Question

Find the area of rectangle

Answer 1

Given:

The rectangle and a quarter circle fitting towards one side of the rectangle and a semi circle which has a tangent as well.

To find:

Area of the rectangle?

Solution:

The given figure can be labeled as shown in the attached diagram.

AB and CD are the length, let $AB = CD = l$

AD and BC are the breadth, let $AD = BC = b$

The formula for area of a rectangle is:

$Area = Length \times Breadth$

As per the dimensions of the given rectangle:

$Area =l \times b$

Let the radius of the smaller semi circle be $r$.

Then we can clearly see that:

$l = b + r+r\\\Rightarrow l = b+2r \\OR\\\Rightarrow r = \dfrac{l-b}{2} .... (1)$

The $\triangle DOF$ is a right angled triangle as per the property of a tangent to a circle. And the right angle is at F.

Therefore, we can use Pythagorean Theorem in the $\triangle DOF$.
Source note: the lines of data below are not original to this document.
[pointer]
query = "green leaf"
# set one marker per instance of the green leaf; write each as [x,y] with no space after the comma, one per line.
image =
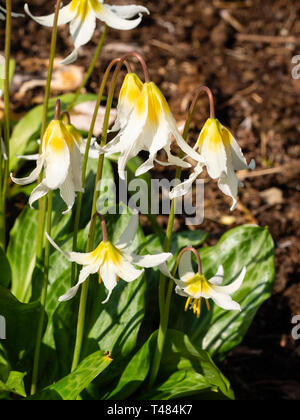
[185,371]
[113,326]
[72,385]
[155,243]
[218,331]
[21,326]
[21,252]
[5,270]
[14,384]
[12,67]
[26,133]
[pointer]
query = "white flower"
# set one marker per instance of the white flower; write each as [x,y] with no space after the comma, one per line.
[82,16]
[112,261]
[3,13]
[222,156]
[149,127]
[61,159]
[129,94]
[195,286]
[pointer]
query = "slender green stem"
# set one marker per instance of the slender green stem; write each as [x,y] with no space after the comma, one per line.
[85,286]
[164,301]
[85,161]
[91,68]
[6,125]
[42,201]
[42,299]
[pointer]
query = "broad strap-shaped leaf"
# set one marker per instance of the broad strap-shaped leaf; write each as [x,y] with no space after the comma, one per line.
[218,331]
[185,371]
[70,387]
[21,252]
[5,270]
[14,384]
[21,325]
According to Pythagorean theorem:

$\text{Hypotenuse}^{2} = \text{Base}^{2} + \text{Perpendicular}^{2}\\\Rightarrow DO^{2} = DF^{2} + OF^{2}\\\Rightarrow (b+r)^2 = 5^2 +r^2\\\Rightarrow b^2+r^2+2br-r^2=25\\\Rightarrow b^2+2br=25\\\text{Using equation (1)}:\\\Rightarrow b^2+2b\dfrac{(l-b)}2=25\\\Rightarrow b^2+lb -b^2=25\\\Rightarrow \bold{l\times b = 25}$

Therefore, the area of the rectangle is $25\ cm^2$.